Rats were initially sedated with isoflurane inhalation (induction of 0.8–1.5 lmin 1 oxygen flow, 4–5%), with subsequent headstage docking. Sequentially, the animals were placed in an acrylic box for recording free behavior, and the cable was connected to a preamplifier (Plexon Inc., Dallas, USA) connected to the Omniplex® data acquisition equipment (Plexon Inc., Dallas, USA). Field potentials (LFP) were recorded with an acquisition rate of 1000 Hz, with the rat being under the influence of isoflurane for approximately 15 min. After the effect of isoflurane, the field potentials (LFP) of the rat in free movement in the box were recorded for 15 min with an acquisition rate of 1000 Hz. After the recordings, a bandpass filter from 0.5 to 40 Hz was used, and the LFP of each channel was analyzed. The power density spectrum was calculated for each record, both for the anesthetized animals and for the animals in a free movement. Data were processed and analyzed using the Python language.

2.9. Euthanasia

The animals were anesthetized and euthanized using the exsanguination technique through intracardiac perfusion using 4% paraformaldehyde (4% PFA; pH 7.2) and with the aid of an extracorporeal perfusion pump. The brain was therefore removed from the skull and placed in a solution containing 4% paraformaldehyde (4% PFA; pH 7.2) and kept at 4 C for 24 h.
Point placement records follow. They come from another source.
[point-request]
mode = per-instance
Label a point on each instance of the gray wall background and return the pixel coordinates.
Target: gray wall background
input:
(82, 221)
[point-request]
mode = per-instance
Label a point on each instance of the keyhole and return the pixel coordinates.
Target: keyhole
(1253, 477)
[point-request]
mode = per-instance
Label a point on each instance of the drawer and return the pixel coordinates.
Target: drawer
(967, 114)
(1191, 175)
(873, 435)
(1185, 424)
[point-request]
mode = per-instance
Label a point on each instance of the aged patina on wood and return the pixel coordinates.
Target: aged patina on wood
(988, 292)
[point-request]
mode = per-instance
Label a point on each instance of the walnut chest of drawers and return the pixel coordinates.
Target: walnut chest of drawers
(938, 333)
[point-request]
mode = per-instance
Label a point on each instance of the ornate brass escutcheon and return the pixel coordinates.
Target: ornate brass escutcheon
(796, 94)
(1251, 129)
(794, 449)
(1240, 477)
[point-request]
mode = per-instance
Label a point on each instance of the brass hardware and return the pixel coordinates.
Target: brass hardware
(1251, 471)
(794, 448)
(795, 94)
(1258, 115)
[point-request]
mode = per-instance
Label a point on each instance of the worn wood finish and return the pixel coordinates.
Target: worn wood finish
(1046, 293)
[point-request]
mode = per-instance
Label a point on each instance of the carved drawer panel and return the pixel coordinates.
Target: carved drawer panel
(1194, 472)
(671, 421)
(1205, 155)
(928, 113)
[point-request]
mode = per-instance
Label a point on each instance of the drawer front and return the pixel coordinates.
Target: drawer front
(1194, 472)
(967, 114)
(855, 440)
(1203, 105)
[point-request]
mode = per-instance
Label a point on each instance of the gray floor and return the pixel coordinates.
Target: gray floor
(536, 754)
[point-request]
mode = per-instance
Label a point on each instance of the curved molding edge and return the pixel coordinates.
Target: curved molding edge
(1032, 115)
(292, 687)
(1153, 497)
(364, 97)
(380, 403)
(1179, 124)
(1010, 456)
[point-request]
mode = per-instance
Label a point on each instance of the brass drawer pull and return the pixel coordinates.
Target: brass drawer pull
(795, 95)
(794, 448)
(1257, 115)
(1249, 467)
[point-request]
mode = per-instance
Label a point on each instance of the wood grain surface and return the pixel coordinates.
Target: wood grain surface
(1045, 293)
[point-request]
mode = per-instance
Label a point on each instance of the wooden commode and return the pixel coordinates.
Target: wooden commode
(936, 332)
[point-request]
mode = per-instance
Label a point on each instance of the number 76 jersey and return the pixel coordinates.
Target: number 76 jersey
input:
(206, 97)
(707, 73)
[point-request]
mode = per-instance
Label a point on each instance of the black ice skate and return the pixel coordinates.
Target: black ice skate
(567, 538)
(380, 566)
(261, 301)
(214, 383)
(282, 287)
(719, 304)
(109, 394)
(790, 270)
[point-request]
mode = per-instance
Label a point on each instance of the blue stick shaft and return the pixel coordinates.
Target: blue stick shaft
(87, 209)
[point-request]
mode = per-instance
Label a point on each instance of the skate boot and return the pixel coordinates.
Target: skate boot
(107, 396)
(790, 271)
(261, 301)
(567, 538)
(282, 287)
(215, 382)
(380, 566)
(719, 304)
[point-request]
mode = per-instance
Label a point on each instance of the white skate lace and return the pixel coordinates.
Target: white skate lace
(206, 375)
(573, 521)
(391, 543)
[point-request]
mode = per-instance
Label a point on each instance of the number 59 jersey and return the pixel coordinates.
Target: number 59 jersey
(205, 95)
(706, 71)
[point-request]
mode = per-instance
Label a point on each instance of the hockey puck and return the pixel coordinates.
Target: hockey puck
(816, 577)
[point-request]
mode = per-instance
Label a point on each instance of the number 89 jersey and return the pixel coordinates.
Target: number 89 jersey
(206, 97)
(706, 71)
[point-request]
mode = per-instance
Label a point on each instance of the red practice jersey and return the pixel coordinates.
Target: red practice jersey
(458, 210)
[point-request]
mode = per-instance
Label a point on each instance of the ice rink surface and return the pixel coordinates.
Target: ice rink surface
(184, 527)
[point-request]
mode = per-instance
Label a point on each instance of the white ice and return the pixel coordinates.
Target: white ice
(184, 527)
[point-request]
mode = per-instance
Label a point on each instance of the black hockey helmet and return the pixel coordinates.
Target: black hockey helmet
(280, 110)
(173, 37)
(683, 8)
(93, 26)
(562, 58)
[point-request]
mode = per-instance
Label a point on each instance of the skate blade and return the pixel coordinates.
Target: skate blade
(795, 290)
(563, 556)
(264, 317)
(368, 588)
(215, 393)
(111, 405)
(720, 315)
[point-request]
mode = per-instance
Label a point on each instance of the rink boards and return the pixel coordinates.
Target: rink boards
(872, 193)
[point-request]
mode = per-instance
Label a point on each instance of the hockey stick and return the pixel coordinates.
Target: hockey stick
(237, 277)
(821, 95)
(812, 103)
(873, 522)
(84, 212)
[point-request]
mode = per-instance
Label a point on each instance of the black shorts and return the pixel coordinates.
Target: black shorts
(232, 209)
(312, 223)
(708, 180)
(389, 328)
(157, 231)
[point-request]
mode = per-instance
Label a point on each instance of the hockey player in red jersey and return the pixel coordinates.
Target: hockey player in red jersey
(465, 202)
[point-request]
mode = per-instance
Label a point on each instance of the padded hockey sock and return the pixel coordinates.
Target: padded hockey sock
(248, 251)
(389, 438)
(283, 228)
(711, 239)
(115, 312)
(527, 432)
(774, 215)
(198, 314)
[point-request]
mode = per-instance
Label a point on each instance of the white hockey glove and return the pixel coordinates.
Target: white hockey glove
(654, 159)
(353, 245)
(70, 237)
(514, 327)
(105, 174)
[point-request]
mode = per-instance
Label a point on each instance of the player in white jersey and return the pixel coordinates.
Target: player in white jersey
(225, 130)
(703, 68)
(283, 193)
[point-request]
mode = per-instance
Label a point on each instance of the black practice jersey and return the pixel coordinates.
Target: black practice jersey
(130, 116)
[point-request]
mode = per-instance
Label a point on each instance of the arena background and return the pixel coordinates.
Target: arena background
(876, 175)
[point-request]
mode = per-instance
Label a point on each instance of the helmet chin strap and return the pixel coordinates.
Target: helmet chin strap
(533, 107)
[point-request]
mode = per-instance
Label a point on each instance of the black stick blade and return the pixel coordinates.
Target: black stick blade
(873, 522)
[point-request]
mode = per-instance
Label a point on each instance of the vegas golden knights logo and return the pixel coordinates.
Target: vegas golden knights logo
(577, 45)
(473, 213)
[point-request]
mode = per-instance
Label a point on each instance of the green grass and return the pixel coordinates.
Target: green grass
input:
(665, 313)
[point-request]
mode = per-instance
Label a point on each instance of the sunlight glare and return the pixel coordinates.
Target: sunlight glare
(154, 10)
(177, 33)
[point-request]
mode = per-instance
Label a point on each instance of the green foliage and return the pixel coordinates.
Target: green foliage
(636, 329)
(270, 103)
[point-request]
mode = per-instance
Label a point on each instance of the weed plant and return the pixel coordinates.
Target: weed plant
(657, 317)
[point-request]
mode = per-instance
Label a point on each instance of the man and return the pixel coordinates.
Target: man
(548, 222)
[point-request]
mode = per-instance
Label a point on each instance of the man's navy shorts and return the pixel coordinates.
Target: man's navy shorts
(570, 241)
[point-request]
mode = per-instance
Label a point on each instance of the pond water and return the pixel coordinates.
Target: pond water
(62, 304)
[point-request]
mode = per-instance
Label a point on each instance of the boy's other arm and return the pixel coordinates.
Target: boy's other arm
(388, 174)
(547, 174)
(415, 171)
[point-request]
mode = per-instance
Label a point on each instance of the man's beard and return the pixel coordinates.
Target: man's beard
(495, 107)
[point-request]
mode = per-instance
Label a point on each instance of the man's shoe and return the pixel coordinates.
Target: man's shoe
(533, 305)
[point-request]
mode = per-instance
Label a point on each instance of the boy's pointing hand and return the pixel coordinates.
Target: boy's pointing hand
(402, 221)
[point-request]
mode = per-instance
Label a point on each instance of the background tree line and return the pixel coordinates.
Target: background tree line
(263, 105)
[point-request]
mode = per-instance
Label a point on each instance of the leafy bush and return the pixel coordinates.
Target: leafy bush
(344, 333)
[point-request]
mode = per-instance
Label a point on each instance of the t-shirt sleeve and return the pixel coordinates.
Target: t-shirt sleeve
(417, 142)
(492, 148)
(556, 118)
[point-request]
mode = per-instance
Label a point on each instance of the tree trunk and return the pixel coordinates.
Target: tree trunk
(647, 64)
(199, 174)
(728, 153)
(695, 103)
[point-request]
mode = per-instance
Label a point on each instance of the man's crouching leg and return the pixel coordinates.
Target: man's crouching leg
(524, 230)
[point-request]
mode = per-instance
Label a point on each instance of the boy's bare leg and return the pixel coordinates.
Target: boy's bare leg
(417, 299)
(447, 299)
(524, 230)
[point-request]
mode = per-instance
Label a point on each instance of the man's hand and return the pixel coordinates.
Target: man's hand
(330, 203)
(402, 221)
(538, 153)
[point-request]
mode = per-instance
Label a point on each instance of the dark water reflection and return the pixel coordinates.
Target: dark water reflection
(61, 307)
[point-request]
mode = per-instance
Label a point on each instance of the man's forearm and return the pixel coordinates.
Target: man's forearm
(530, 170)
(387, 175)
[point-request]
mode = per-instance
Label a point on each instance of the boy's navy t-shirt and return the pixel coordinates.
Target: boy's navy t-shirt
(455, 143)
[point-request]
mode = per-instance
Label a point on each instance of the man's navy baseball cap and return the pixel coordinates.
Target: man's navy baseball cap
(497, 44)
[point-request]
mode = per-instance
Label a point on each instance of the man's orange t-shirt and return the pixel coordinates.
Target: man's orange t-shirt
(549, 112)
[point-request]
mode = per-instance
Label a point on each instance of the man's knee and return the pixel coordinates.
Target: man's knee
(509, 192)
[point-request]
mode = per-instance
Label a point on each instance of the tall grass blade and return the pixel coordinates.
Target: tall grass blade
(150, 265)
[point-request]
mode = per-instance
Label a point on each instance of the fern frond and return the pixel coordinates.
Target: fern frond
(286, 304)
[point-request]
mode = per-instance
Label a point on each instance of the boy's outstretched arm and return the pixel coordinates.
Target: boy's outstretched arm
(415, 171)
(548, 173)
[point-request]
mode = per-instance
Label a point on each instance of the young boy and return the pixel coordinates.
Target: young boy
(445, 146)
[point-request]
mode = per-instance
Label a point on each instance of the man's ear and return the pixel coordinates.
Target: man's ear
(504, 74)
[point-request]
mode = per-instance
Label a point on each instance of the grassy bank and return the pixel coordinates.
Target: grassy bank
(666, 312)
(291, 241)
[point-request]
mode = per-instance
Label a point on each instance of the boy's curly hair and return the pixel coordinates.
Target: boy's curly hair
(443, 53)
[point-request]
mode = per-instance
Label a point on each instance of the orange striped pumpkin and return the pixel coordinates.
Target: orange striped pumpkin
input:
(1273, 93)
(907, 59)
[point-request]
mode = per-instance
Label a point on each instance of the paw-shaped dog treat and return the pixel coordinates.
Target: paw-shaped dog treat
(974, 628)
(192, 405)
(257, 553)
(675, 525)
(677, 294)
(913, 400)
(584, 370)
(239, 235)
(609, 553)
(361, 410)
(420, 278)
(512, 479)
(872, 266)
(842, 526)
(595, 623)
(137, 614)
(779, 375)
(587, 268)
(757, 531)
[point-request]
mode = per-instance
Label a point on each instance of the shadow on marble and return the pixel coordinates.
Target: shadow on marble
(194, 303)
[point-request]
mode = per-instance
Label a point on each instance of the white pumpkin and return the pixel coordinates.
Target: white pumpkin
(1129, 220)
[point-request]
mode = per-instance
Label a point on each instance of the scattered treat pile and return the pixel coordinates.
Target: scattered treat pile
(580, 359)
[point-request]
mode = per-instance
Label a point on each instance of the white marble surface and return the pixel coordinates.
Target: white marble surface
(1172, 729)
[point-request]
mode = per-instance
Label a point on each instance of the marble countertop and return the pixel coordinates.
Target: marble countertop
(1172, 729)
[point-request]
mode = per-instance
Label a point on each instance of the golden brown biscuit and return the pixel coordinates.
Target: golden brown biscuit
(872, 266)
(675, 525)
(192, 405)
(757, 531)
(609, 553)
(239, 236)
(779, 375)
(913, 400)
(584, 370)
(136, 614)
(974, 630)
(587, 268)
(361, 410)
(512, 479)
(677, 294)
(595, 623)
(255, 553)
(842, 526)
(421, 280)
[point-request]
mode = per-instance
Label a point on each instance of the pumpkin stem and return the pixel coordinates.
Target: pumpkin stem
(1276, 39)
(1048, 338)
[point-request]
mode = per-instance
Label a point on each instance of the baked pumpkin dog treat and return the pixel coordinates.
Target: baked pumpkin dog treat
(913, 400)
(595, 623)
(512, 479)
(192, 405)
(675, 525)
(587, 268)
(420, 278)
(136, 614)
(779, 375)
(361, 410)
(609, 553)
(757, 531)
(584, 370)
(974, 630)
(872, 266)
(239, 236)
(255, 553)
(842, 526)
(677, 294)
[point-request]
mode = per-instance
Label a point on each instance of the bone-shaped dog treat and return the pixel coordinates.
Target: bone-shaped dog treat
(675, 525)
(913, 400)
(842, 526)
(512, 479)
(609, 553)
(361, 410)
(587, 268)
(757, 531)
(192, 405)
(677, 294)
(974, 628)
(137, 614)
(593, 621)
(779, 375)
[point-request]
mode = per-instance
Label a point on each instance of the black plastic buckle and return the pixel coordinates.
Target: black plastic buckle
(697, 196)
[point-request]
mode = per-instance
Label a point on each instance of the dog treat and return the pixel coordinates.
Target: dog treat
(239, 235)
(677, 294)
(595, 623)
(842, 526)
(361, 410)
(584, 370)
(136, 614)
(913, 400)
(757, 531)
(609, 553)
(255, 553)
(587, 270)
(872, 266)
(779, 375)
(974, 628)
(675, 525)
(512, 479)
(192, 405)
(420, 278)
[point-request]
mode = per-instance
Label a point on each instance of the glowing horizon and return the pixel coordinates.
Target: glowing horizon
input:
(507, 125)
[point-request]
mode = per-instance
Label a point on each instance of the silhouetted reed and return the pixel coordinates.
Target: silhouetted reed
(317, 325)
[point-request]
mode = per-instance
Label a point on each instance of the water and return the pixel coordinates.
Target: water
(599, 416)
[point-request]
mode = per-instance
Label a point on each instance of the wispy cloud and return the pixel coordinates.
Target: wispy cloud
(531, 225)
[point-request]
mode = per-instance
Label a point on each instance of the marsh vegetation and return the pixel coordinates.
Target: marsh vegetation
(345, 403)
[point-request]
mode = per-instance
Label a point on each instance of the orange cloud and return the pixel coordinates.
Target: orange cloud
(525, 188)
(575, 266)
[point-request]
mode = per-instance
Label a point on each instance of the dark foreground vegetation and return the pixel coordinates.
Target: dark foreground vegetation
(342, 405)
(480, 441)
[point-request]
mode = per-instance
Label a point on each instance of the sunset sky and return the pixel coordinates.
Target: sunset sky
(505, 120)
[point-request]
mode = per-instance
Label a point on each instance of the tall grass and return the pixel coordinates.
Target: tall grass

2.10. Histological Analysis

Brain samples were placed in a 30% sucrose solution for 3–4 days. The brains were then covered with Tissue Tek®, frozen in a cryostat (HM550, Thermo Fisher Scientific, Waltham, MA, USA) (cabin and specimen temperature −20 C), and sectioned into 50 μ m coronal slices. The sections were stored in cryoprotectant solution (50% glycerol in PBS), and those considered of interest were washed three times in PBS for 5 min with minimal agitation. The tissues were then incubated in 1% PBST (99% PBS + 1% Triton™X100) at room temperature and minimal agitation for 1 h, and then incubated for a further 1 h in a 10% goat serum solution (NGS) in 0.3% PBST. Incubation with primary antibodies (Ab) was performed for 72 h at 4 C for primary antibodies to glial fibrillary acidic protein (GFAP obtained in rabbit; 1:500; Z0334, Dako, Agilent, Santa Clara, CA., USA) and cluster of differentiation 68 (CD68 obtained in mouse, 1:500; MCA341R, AbD Serotec, Bio-Rad Laboratories, Inc., Hercules, CA, USA). Therefore, the sections were washed in 0.3% PBST and incubated for 2 h 30 min with the secondary antibodies (Mouse-Alexa Fluor 555 nm, Thermo Fisher Scientific, Waltham, MA, USA, 1:1000; brand and Rabbit-Alexa Fluor 488 nm, Thermo Fisher Scientific, Waltham, MA, USA, 1:1000;) in 10% NGS + 90% 0.3% PBST at room temperature with minimal agitation. Sequentially, sections were washed in PBS for 5 min three times and subsequently incubated with DAPI (1:1000) in PBS for 10 min. Finally, samples were washed with PBS for 5 min, five times, and mounted. The slides were stored at 4 C until the images were acquired.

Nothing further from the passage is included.